30 On the basis of the evidence before it, the Tribunal said that it was not satisfied that Ms Casorzo’s health conditions and any care needs arising from them provided a compelling reason not to apply the Schedule 3 criteria. It then proceeded to consider the other reasons that Mr Dhaliwal had propounded, but concluded that, whether taken individually or collectively, they did not provide a compelling reason not to apply those criteria either.
The application in the court below
31 The application in the court below (as amended) contained one ground of review, albeit alleging two discrete jurisdictional errors (without alteration):
The Tribunal purported decision is vitiated by legal unreasonableness. The applicant denied the applicant procedural fairness.
Particulars
i) It is clear that the applicant’s wife (who was his sponsor) (“the sponsor”) wanted to give oral evidence to the Tribunal.
ii) It is evident from the Tribunal’s reasons that there were matters that the Tribunal would have raised with the sponsor if the Tribunal had taken oral evidence from the sponsor. In its reasons, the Tribunal allowed for the possibility that such evidence from the sponsor may have satisfied the Tribunal that “the sponsor’s health conditions and any needs accruing from these health conditions provide a compelling reason not to apply the Schedule 3 criteria”. (See Tribunal’s Decision Record at [39] to [40], [59], [61], [63].)
iii) It is also evident from the Tribunal’s reasons that there were medical and other health and rehabilitation assessments that would have been relevant to the Tribunal’s task. (see Tribunal’s Decision Record at [59] to [63].)

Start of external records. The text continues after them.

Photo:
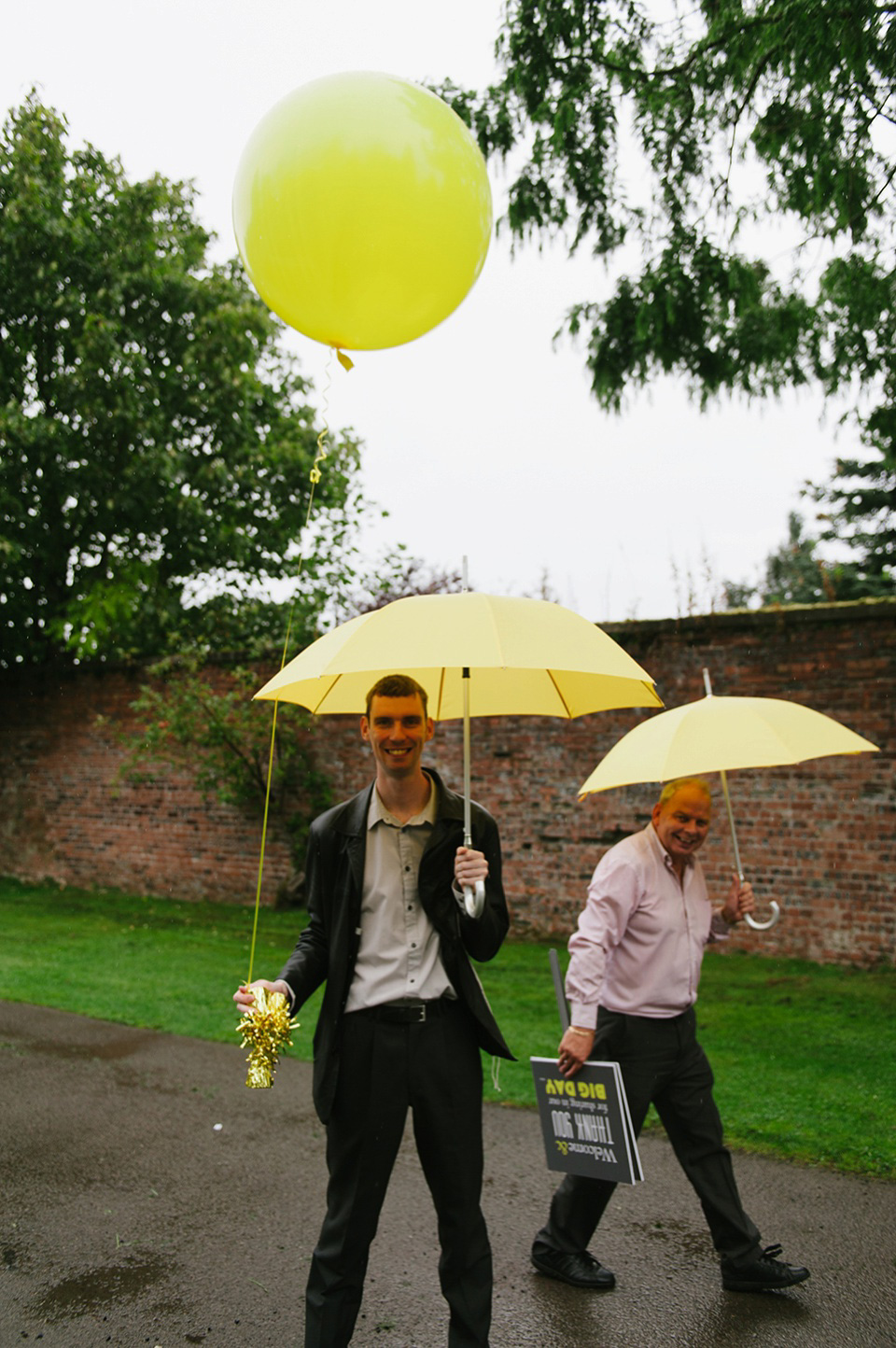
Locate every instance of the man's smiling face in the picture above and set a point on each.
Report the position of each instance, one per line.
(682, 822)
(397, 731)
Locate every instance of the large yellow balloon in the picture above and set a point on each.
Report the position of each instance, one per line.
(361, 210)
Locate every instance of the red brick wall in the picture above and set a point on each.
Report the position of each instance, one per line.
(818, 837)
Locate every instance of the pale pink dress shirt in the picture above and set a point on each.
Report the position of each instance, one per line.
(640, 937)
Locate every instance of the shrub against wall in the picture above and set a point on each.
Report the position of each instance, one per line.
(818, 837)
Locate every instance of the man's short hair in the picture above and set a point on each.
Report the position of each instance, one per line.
(698, 783)
(397, 685)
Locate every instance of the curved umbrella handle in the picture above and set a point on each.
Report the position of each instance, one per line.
(770, 922)
(474, 899)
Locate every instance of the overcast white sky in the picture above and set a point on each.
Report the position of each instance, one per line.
(482, 439)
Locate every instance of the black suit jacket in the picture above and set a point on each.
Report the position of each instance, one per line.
(328, 948)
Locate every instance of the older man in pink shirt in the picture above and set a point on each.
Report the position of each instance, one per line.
(635, 965)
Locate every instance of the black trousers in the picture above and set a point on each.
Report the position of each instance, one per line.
(436, 1071)
(662, 1064)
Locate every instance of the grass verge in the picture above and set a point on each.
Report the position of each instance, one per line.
(804, 1053)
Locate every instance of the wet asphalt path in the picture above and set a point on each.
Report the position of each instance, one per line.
(148, 1197)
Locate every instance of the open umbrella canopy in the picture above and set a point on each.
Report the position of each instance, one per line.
(525, 656)
(719, 734)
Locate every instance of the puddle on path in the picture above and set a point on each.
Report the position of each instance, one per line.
(94, 1289)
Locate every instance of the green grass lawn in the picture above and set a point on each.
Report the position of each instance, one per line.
(804, 1053)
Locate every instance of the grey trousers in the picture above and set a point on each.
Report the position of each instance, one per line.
(436, 1071)
(662, 1064)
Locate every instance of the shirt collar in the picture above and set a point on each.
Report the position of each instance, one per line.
(663, 853)
(377, 813)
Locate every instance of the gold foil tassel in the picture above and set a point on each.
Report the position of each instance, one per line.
(266, 1032)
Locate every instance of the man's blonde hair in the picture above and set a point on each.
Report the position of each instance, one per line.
(671, 788)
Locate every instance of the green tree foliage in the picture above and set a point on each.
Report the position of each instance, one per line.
(155, 439)
(798, 573)
(734, 161)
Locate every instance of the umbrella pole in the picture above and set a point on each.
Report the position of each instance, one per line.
(473, 898)
(750, 920)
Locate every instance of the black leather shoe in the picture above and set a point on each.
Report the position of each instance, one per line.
(767, 1272)
(579, 1269)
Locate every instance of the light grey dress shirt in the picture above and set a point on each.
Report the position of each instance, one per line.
(399, 955)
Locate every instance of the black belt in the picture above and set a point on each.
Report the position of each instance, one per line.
(407, 1013)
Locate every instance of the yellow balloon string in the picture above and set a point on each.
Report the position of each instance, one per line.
(264, 1032)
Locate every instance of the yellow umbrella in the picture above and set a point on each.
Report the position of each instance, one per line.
(719, 734)
(474, 655)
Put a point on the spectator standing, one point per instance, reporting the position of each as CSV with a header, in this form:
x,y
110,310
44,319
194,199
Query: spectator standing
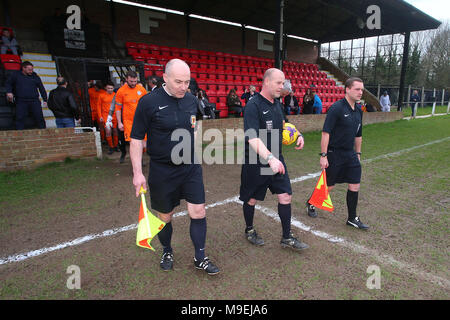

iv) The Tribunal’s function is inquisitorial. Its statutory task is to arrive at the correct or preferable decision in the case before it based on the evidence and arguments placed before the Tribunal and any other relevant information which the Tribunal itself obtains.
v) The Tribunal is vested with discretionary jurisdiction including:
a) to adjourn the hearing to obtain further evidence from the sponsor (s.363(1)(b); s.361 of the Migration Act)
b) to require the Secretary to arrange for the making of any investigation, or any medical examination that the Tribunal thinks necessary with respect to the review, and to give to the Tribunal a report of that investigation or examination (s.363(1)(d) of the Migration Act).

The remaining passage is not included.